Знакомые говорят: «Ох и темнишь, брат!» Незнакомые говорят: «Э-э, так не пишут…» Остальные говорят: «В огороде бузина у вас в каждой фразе, а в Киеве дядька». Как будто пишу я не так, как разговариваю, а, например, на древнекитайском языке.
И мне опять от этого стало не по себе.
«Может, действительно у меня иные чувства?.. — подумал я. — Другая у меня память, другие мысли? Может, это обломки чужой культуры?!. И вот это письменный, так сказать, памятник чужой культуры и — чужая цель?..»

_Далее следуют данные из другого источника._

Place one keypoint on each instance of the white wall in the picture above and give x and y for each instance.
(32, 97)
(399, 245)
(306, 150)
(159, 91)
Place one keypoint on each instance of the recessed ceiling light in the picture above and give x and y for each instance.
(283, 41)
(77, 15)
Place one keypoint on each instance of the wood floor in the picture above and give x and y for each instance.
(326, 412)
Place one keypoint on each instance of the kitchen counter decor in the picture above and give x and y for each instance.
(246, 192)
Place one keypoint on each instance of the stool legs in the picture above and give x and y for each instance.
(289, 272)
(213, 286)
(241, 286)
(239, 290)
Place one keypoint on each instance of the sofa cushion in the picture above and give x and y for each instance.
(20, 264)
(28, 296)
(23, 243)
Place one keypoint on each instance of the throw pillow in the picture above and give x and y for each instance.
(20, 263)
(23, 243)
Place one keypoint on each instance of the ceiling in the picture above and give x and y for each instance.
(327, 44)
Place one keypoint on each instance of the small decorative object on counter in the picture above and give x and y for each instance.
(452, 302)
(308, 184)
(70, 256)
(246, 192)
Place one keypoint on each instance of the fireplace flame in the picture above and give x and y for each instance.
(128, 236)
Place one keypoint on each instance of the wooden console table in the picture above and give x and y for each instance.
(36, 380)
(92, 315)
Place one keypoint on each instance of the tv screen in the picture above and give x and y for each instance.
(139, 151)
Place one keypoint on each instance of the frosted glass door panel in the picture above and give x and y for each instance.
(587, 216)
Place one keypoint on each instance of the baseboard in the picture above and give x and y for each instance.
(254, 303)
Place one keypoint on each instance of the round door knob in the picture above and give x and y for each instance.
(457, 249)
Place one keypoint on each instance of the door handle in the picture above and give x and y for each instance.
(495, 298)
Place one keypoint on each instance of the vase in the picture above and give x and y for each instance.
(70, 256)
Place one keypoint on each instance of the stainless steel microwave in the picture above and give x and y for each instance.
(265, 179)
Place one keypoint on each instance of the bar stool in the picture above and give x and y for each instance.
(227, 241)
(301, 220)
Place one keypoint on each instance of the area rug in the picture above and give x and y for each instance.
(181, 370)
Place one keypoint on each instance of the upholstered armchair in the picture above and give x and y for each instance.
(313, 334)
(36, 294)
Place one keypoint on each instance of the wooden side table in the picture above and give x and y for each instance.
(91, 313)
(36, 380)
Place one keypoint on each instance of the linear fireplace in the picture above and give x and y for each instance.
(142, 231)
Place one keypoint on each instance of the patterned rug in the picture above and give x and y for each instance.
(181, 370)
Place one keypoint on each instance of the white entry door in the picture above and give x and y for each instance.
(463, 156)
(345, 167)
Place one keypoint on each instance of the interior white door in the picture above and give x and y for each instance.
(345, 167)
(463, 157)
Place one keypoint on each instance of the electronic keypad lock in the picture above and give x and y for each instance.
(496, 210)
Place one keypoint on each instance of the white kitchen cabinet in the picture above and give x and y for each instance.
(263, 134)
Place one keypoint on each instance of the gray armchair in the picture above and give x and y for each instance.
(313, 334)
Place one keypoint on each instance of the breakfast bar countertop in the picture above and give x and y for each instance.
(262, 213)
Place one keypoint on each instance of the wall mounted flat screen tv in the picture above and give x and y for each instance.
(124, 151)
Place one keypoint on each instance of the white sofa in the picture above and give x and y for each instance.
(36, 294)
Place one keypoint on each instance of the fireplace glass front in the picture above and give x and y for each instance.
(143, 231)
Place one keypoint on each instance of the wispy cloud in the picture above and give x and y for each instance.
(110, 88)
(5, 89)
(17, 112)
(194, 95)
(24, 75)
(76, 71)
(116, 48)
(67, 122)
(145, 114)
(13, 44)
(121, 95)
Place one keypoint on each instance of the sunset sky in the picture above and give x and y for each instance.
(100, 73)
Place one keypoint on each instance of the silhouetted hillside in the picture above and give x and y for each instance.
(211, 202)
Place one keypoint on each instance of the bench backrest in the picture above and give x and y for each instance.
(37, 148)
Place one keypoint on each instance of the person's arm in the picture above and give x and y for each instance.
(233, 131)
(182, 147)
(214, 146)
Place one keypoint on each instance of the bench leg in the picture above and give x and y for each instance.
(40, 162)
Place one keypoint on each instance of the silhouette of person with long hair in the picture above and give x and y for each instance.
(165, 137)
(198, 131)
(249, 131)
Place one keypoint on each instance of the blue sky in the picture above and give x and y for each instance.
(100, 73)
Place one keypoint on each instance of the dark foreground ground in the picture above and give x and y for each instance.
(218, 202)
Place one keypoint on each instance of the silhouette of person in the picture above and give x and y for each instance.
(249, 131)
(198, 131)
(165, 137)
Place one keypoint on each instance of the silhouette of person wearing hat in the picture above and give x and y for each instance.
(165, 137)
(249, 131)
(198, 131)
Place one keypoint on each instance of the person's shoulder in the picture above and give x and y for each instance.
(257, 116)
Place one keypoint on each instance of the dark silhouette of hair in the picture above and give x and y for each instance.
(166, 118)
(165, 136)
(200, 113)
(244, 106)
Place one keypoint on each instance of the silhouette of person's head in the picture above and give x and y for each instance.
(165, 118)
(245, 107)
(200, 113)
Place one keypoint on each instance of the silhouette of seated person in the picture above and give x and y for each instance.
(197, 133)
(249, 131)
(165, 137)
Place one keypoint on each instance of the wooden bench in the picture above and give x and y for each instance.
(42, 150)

— А на той вон койке, — отвлекал меня беседой Вячеслав Иванович, — лежал живописец, очень большой любитель истории, как я и ты. Мы когда выйдем с тобой отсюда, — обещал мне Вячеслав Иванович, — я тебя с ним сведу. Желаешь?
— Это чудесно, — соглашался я, — для моих задач.
— Не-ет, — покачивал головой Вячеслав Иванович, — не только это. В мое время была песня, истинные там были слова: «Мы чувствуем локоть друг друга! И сердце пылает огнем!» Помнишь?
Песню я помнил…
Однако прошло, наверно, не более трех дней после моей выписки из больницы (а я еще получил двухнедельный бюллетень), как вдруг действительно, громко постучав, в мою комнату вошел, нетерпеливо усмехаясь, Вячеслав Иванович Безяев в кожаном пальто с поясом, в высокой ушанке, а в левой ручке — красная папка.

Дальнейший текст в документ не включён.